援助を求める理由の欄には、会社側がどのような法律違反行為を起こしていて、どのような解決方法を求めているのか、といったことを記載します。

採用内定は法律的に考えれば入社予定日から会社と労働者の間に雇用関係が生じる労働契約が有効に成立しているということになりますので、企業側の都合によって入社予定日を繰り下げる(採用延期を行う)という行為は、会社の都合で休業を行って従業員を休ませる会社都合の休業と何ら変わりませんから、会社都合による休業日に賃金の支払いを求めることが出来るかという論点と同じ問題が生じることになります。

この点、上記の事例では、使用者の責めに帰すべき事由における休業においては、労働者は使用者に対してその休業期間中の賃金の支払いを求めることが出来るという「民法536条第2項前段」に規定された休業期間中における賃金支払請求権をまず明記し、それに加えて、仮に会社側に民法上の帰責事由が存在しない場合であっても労働基準法第26条の休業手当の規定は労働者の最低限の生活を保護するため平均賃金の最低6割を罰則(労働基準法第120条)をもって確保するために設けられた規定であるから、労働基準法第26条における「責めに帰すべき事由」は民法536条2項における「責めに帰すべき事由」より広く使用者側に起因する経営、管理上の障害を含むものと解するべきであるという最高裁判所の判例(ノース・ウエスト航空事件・最高裁昭和62年7月17日)の考え方を根拠とした主張を展開しています。
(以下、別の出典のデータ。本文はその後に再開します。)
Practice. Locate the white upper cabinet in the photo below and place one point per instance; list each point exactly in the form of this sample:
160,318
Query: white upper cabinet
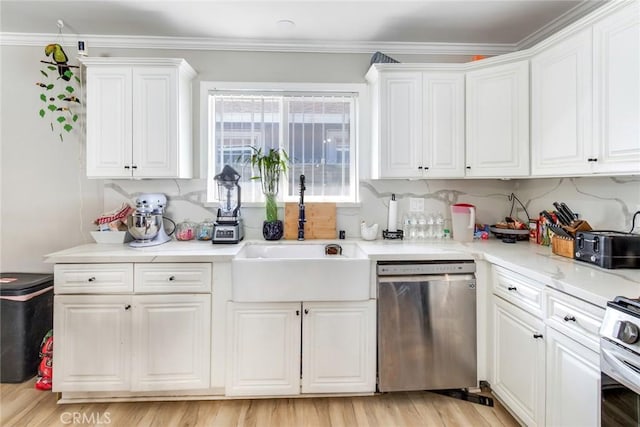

この考え方に立つと、「企業内の人員の再配備」という企業側に帰責性のある原因(※上記の記載例の(1)の原因)で採用延期を行う場合は民法第536条第2項前段の規定に従って採用延期期間中の賃金の100%をの支払いを求めることが可能ですし(※ただし就業規則や内定通知書に「採用延期の場合は60%の賃金を支払う」などと記載されている場合を除く)、たとえ「原材料の不足」といった原因(※上記の記載例の(2)の原因)であっても、少なくとも労働基準法第26条における「使用者の責めに帰すべき事由」に該当することになりますから、天災事変などの不可抗力でもない限り、企業側は採用内定期間中の賃金を支払う義務があるということになります。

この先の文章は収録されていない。